Elle eut la présence d'esprit d'éviter la gare voisine, et, malgré la défaillance du professeur, de diriger leur fuite jusqu'à la station de Louveciennes.
Un train sifflait. Elle fit monter Balthazar dans un compartiment vide où elle lui donna un flacon de vulnéraire tiré de la serviette. Quand il fut remis d'aplomb, il examina le portefeuille, et vit un nom sur une carte épinglée à même le cuir : « Pour mon fils, Balthazar », ce qui le rejeta dans une telle agitation qu'il dit à Coloquinte :
« Ouvre. »
Elle obéit, coupa les ficelles et répandit sur la banquette le contenu du portefeuille, billets de mille francs, titres, coupons détachés...
« Non, non, dit-il, ne perds pas ton temps à classer toutes ces paperasses. L'argent, je m'en moque. Ce que je voudrais c'est quelque renseignement sur mon passé... sur ma mère... une lettre... une enveloppe... »
Lui-même fouillait fiévreusement. On eût dit que toute sa vie dépendait de ce qu'il allait trouver. Et soudain, il s'écria :
« Oh! voilà... tiens... regarde... une photographie... »
Un vieux portrait usé par le temps, mais encore distinct, représentait une femme toute jeune, de visage charmant, et qui souriait d'un air heureux.
Derrière, ces mots : Ernestine Henrioux. Ernestine Henrioux!... le nom même que le comte de Coucy-Vendôme avait confié à maître La Bordette ! Le nom de la jeune fille qu'il avait séduite et qui était devenue mère de Balthazar! Ainsi le comte léguait à son fils, outre une fortune, le portrait de la fiancée trahie, et lui commandait par là même de la retrouver et de l'aimer.
Il tenait entre ses mains et contemplait la pâle image.
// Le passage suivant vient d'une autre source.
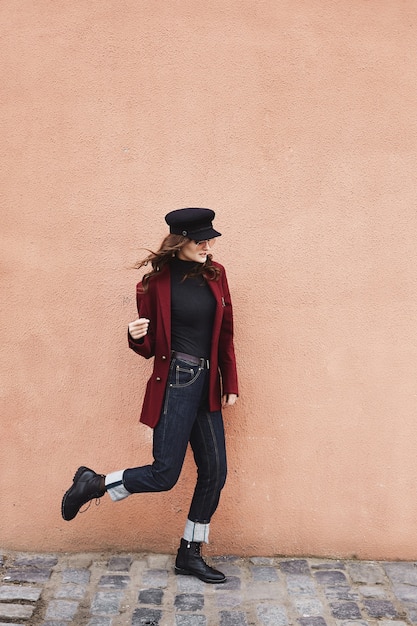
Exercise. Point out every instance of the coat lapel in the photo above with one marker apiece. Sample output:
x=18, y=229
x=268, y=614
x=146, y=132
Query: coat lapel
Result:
x=164, y=303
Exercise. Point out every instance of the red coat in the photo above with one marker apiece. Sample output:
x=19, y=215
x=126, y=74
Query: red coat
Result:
x=155, y=304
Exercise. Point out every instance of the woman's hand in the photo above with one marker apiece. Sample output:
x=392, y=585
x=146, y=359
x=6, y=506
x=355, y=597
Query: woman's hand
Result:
x=138, y=328
x=228, y=400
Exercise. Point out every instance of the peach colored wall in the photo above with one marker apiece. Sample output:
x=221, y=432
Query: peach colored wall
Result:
x=294, y=120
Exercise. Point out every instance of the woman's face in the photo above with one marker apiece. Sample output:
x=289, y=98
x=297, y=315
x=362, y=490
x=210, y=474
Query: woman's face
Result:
x=196, y=251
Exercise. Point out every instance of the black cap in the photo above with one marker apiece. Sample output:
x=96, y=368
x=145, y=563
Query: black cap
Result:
x=193, y=223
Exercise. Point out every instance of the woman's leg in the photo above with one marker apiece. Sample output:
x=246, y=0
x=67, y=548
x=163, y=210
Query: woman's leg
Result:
x=208, y=444
x=186, y=386
x=209, y=449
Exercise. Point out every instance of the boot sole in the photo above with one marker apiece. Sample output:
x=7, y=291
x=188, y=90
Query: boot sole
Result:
x=77, y=475
x=186, y=572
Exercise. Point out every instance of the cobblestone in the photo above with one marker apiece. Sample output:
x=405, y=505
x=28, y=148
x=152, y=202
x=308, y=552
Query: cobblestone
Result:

Elle lui souriait avec gentillesse. Il répondait par une grimace pleine d'affection. Coloquinte souriait aussi à cette jolie figure et ressentait toute la joie que l'on éprouve à retrouver une mère.
Elle recueillit les titres et les billets de banque, et réussit à les caser au fond de sa serviette, qui ajouta à ses autres fonctions celle de coffre-fort. Puis elle se rapprocha de Balthazar, et, tout en observant son front où la coiffe du chapeau laissait une barre de rouge, la végétation clairsemée de son crâne, les poils de sa barbe soyeuse, toutes choses qui lui semblaient si douces à considérer, elle pensait : « Quelle chance que ce ne soit pas une de ces aventures où l'on ne trouve que chagrins et déceptions ! L'émoi de M. Balthazar est si grand qu'il serait tombé malade si ce n'étaient là des faits de la vie quotidienne ! »
IV
LES ÉVÉNEMENTS REVÊTENT QUELQUEFOIS LES APPARENCES DU PLUS MAUVAIS ROMAN D'AVENTURES
A PROPREMENT dire, Balthazar ne tomba pas malade, mais il profita d'un répit dans ses occupations pour faire de la chaise longue devant son tonneau.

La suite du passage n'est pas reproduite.